4. The millimeter-wave antenna-in-package according to any one of claims 1 to 3, wherein
the millimeter-wave antenna-in-package further comprises a second harmonic suppression
unit;
the second harmonic suppression unit comprises a second transmission part and a second
bent part, wherein the second transmission part extends along the first reference
direction, a first end of the second bent part is connected to a first end of the
second transmission part, and a second end of the second bent part and a second end
of the second transmission part form a second opening; and
the second end of the antenna matching stub is connected to the feeder transmission
strap through the first transmission part and the second transmission part that are
connected in sequence.
5. The millimeter-wave antenna-in-package according to claim 4, wherein
the second bent part comprises a second horizontal extension part and a second vertical
connection part; an extension direction of the second horizontal extension part is
parallel to the first reference direction, and an extension direction of the second
vertical connection part is perpendicular to the first reference direction;
a first end of the second vertical connection part is connected to the first end of
the second transmission part, and a second end of the second vertical connection part
is connected to a first end of the second horizontal extension part; a second end
of the second horizontal extension part and the second end of the second transmission
part form the second opening; and
a length of the second horizontal extension part is less than or equal to that of
the second transmission part.
6. The millimeter-wave antenna-in-package according to claim 5, wherein
the length of the second horizontal extension part is equal to 1/4 of a wavelength
of a third harmonic in the transmit signal of the millimeter-wave antenna-in-package.
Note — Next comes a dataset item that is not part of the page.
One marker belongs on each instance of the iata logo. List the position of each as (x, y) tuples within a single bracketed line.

7. The millimeter-wave antenna-in-package according to any one of claims 4 to 6, wherein
the first bent part and the second bent part are located on a same side of an extension
line of the antenna matching stub.
8. The millimeter-wave antenna-in-package according to claim 7, wherein
an orientation of the first opening is opposite to an orientation of the second opening,
and the first vertical connection part and the second vertical connection part use
a same connection structure.
9. The millimeter-wave antenna-in-package according to any one of claims 1 to 8, wherein
the first antenna feeder is made of a same material and disposed at a same layer,
and forms an integrated structure.
10. The millimeter-wave antenna-in-package according to any one of claims 1 to 9, wherein
the millimeter-wave antenna-in-package further comprises a ground layer;
the radiation structure is located on an upper side of the ground layer; and the first
antenna feeder is located on a lower side of the ground layer.
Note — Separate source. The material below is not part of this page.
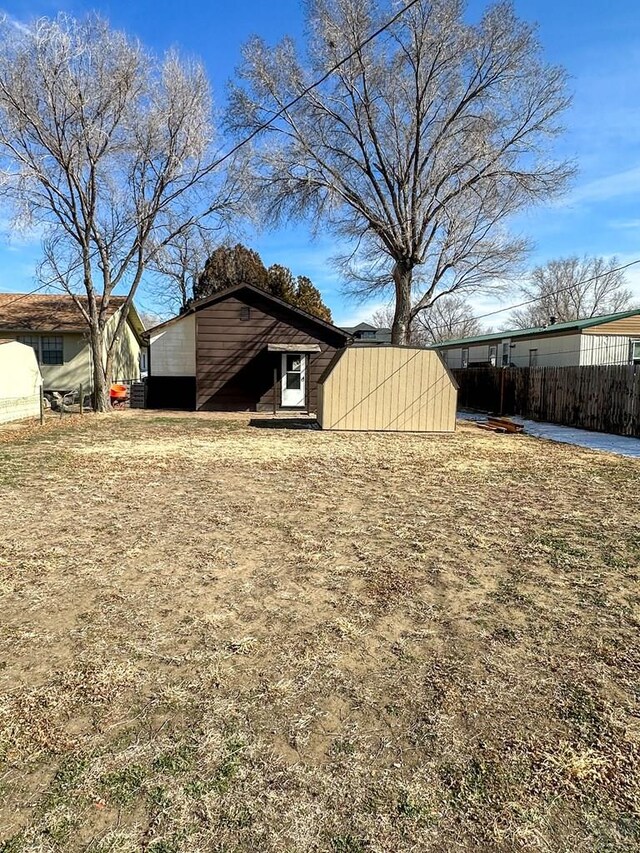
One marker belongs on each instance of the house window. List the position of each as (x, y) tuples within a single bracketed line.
[(32, 341), (48, 348), (51, 350)]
11. The millimeter-wave antenna-in-package according to any one of claims 1 to 10, wherein
the millimeter-wave antenna-in-package further comprises a second antenna feeder;
the second antenna feeder and the first antenna feeder have a same structure; and
a connection line from a connection point of the first end of the antenna matching
stub in the first antenna feeder and the radiation structure to a center of the radiation
structure is perpendicular to a connection line from a connection point of the first
end of the antenna matching stub in the second antenna feeder and the radiation structure
to the center of the radiation structure.
12. The millimeter-wave antenna-in-package according to claim 11, wherein the first reference
direction of the first antenna feeder is perpendicular to a first reference direction
of the second antenna feeder.
13. The millimeter-wave antenna-in-package according to any one of claims 1 to 12, wherein
the radiation structure comprises a drive radiating element and a parasitic radiating
element that are disposed opposite to each other; and the first end of the antenna
matching stub is connected to the drive radiating element.
14. A terminal device, comprising a printed circuit board and the millimeter-wave antenna-in-package
according to any one of claims 1 to 13, wherein the millimeter-wave antenna-in-package
is connected to the printed circuit board.